You can’t get people to buy training and other services if you can’t get them to talk to you. Here are five reasons why your clients may be ‘stuck’ in the pre-buying stages. If even one of these reasons resonates, you could turn a rejection into an opportunity by knowing what the barrier is and by creating an antidote to the block.
1. You don’t see what I need.
Well, it happens. You stop by someone’s business and they say they don’t need training or consulting. It could be true. Or it might be that they need it and can’t afford it, or that management doesn’t support training. In any case, you could still leave an inspirational article, or something else of value. At the very least, you can leave a card and good feelings in your wake.

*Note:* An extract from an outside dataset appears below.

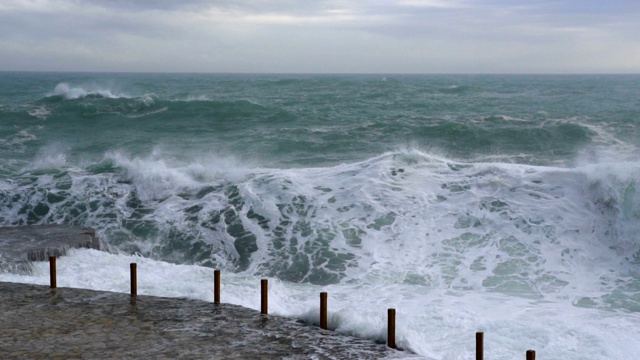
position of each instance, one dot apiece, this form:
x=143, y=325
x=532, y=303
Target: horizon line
x=318, y=73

2. I’m too busy to talk to you.
Who isn’t busy? If you stop by two or three times and someone is too busy to talk to you, it could actually be true. Don’t be discouraged. This is not yet a key client with whom you can spend a lot of time, but don’t write them off right away. Leave a flyer or article and your card. When you’re in the neighborhood, stop by again. Not much invested, so not much is risked.
3. You’re too businesslike and not human enough to pique my interest.

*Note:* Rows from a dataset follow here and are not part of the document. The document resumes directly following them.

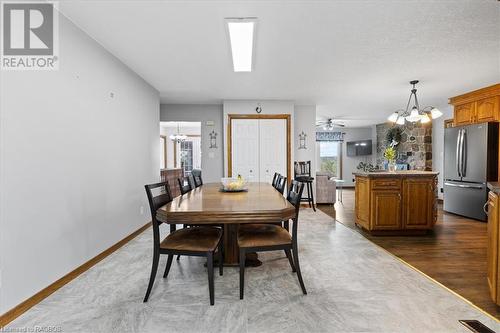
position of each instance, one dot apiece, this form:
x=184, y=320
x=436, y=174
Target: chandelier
x=415, y=114
x=178, y=137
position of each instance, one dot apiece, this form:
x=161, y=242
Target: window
x=163, y=151
x=186, y=157
x=188, y=154
x=330, y=157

We like to do business with professional, competent people, but we also like to work with people who are warm, fun and above all, who are human–which really means that we relate to them on some level or we think they relate to us. The best way for people to get the sense that you’re warm is for you to take interest in them and to ask polite, but genuine questions. If they raise a subject, follow it a little and ask questions to learn more. One conversation often leads to another, and sociology tells us that proximity leads to relationship.
4. You’re talking to me, but I am not a decision maker.
If the person you’re talking to isn’t the decision maker for buying training services, they may not have much interest in talking to you. On other hand, if they aren’t the person responsible for making those decisions, you don’t want to talk to them for long, either. This doesn’t mean that you shouldn’t get to know them. The more contacts you have inside a company, the better. This includes all rungs on the corporate ladder. A person who has no decision making authority may still know quite a bit about the business, including how to get to the decision makers. Word travels fast inside businesses, and you never know who is networked to whom. The key is to spend an appropriate amount of time with each person and remember that your goal is to get to talk to the decision makers, eventually.
5. You haven’t told me anything I don’t already know.
It’s hard to want to talk to people who don’t have anything of particular value to say. Before you go into a business, learn as much as you can about who they are and what they do, and engage people in useful and meaningful conversation. If you know something useful, even something indirectly related to their work or community, they’ll be more interested in talking to you.